L’homme et l’enfant, tous deux un peu égoïstes, j’allais dire un peu tyrans, prennent plus volontiers le chien pour ami. Celui-ci, toujours prêt à aller au-devant, sans appel, est un compagnons plus commode. Il donnera beaucoup, exigera peu, subira les caprices (nous n’en avons que trop avec nos bêtes). Plutôt que de vivre seul, de lui-même, il s’asservit.
Ce n’est certes pas moi qui ferai le procès du chien, si près de l’homme par le regard et le dévouement. Mais sa banalité me désole. Il est tout à tous, à l’étourdie, sans faire de choix. Sous l’œil du maître le plus chéri, il lèche la main du premier inconnu qui se présente. On s’écrit : «Oh ! la bonne, l’aimable bête !» Je n’y contredis pas, mais je souffre de cette sensibilité à tout venant. N’est-ce pas un peu vulgaire ?
Pour le chat, l’étranger, c’est presque l’ennemi. Ce matin même, le tapissier est venu; ma chatte arrive peu après son départ. Elle ne sent pas moins que quelqu’un est entré. Elle hume l’air, flaire le parquet, dresse et grossit sa queue, plisse le front, me regarde avec un certain courroux qui dit : «Tiens, qui est là ?…»
Si vous introduisez vote chat dans une nouvelle demeure, il va s’isoler dans un coin, y prendre ses notes sur les visages et les choses. Sa nervosité singulière subtilisant ses sens, il se fera assez vite une opinion. Si rien ne lui plaît, son parti est pris; il s’esquivera par la première porte ouverte. S‘il reste, c’est autant pour les personnes que pour les lieux.
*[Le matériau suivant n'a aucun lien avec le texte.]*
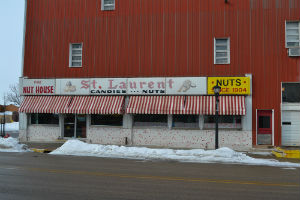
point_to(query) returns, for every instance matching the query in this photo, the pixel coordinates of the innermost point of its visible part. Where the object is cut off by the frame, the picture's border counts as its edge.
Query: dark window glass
(291, 92)
(224, 121)
(150, 120)
(44, 118)
(108, 120)
(187, 121)
(264, 121)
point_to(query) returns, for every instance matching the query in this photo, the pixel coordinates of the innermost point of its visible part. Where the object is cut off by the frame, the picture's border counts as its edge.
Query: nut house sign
(122, 86)
(37, 86)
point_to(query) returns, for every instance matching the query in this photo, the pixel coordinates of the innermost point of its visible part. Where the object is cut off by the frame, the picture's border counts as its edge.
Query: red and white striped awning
(45, 104)
(97, 105)
(206, 105)
(156, 105)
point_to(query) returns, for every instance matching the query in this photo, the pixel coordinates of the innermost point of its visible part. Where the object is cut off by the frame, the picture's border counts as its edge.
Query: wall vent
(294, 51)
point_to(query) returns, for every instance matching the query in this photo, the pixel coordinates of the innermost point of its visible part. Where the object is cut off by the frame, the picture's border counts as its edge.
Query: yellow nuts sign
(229, 85)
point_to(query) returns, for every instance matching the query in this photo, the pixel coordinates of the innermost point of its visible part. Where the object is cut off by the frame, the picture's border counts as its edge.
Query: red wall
(146, 38)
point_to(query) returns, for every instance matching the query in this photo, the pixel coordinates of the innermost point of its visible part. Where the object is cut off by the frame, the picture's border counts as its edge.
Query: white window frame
(286, 40)
(71, 54)
(227, 50)
(107, 7)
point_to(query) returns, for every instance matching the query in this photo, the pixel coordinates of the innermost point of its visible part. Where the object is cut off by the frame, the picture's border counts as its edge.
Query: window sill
(185, 128)
(105, 126)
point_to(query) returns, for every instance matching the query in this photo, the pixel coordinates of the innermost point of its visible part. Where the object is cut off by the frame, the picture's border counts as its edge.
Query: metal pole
(217, 122)
(4, 118)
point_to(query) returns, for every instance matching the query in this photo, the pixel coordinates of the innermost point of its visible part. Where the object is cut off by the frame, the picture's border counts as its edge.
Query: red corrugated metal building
(170, 38)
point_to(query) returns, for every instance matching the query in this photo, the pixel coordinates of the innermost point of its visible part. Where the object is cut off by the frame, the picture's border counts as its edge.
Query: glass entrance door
(80, 126)
(75, 126)
(264, 127)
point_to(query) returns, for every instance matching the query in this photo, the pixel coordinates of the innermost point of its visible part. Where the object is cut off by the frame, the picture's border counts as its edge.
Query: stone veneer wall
(108, 135)
(179, 138)
(42, 132)
(174, 138)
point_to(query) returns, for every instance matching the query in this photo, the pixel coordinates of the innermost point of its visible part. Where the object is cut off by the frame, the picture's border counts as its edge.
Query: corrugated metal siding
(165, 38)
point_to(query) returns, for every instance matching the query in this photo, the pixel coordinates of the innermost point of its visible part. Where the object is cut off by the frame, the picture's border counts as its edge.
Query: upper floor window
(222, 51)
(108, 5)
(292, 36)
(75, 58)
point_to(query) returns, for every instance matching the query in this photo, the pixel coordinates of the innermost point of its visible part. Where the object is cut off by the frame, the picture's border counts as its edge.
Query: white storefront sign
(116, 86)
(71, 87)
(146, 86)
(37, 87)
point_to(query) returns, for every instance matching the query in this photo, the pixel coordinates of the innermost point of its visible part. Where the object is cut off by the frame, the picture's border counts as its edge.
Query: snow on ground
(222, 155)
(14, 126)
(6, 113)
(11, 145)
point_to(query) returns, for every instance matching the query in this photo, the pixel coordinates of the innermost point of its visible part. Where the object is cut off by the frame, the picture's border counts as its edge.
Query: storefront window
(107, 120)
(225, 121)
(185, 121)
(44, 118)
(291, 92)
(151, 120)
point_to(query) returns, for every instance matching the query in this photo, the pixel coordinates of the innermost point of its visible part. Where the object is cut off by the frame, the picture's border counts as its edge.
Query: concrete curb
(40, 150)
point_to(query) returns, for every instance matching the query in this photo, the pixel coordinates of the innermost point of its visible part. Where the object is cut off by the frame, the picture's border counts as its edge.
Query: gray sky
(11, 40)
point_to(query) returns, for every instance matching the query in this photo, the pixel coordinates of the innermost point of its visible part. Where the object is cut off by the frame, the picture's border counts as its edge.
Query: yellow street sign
(229, 85)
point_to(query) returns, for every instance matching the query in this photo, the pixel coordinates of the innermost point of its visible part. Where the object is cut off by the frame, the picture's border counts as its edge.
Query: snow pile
(222, 155)
(11, 145)
(6, 113)
(14, 126)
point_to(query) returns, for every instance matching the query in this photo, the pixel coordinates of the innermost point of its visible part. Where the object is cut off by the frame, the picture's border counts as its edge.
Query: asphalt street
(42, 176)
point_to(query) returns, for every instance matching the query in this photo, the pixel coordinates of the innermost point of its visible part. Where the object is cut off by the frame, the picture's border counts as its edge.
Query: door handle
(286, 123)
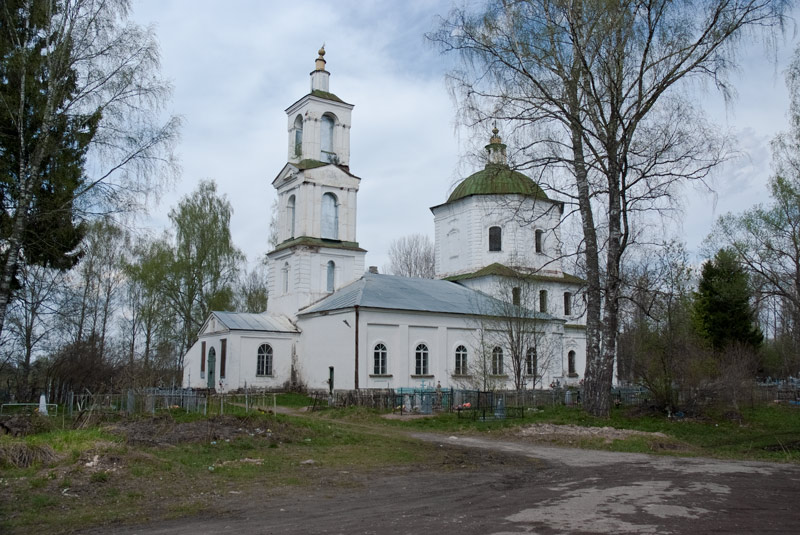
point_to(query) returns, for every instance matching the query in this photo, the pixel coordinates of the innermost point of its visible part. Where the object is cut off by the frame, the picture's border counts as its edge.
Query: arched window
(379, 367)
(461, 361)
(531, 361)
(212, 362)
(421, 353)
(298, 136)
(495, 239)
(290, 213)
(331, 270)
(264, 362)
(330, 217)
(497, 361)
(326, 139)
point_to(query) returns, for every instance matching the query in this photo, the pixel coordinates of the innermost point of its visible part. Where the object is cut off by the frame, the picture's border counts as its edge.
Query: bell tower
(319, 123)
(317, 251)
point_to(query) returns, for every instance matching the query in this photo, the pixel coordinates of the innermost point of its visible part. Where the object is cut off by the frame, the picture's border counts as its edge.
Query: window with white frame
(330, 217)
(330, 272)
(495, 239)
(290, 215)
(421, 360)
(530, 361)
(298, 136)
(264, 360)
(497, 361)
(326, 139)
(379, 355)
(461, 361)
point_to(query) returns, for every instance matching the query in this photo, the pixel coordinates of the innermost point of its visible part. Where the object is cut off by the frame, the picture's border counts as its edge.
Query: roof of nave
(242, 321)
(412, 294)
(501, 270)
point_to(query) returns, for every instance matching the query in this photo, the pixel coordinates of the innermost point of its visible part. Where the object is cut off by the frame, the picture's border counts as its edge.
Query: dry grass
(22, 455)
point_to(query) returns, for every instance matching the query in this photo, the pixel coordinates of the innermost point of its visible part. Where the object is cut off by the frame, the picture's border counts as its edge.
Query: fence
(401, 400)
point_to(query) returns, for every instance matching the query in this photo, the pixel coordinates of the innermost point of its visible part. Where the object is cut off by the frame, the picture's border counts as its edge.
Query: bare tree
(82, 131)
(593, 90)
(767, 238)
(29, 318)
(252, 292)
(412, 256)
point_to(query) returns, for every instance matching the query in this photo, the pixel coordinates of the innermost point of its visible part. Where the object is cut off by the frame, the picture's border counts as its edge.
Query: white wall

Mais vous ne le verrez pas tout de suite «être chez lui» et familier. Il y met du temps. Il faut aussi qu’on gagne son amitié, qu’il ne partage pas. Cette exigence me plaît. Elle est d’un être libre et fier, qui, en se donnant, s’appartient.
Mme J. Michelet.
L’Album universel (Montréal), 16 avril 1904.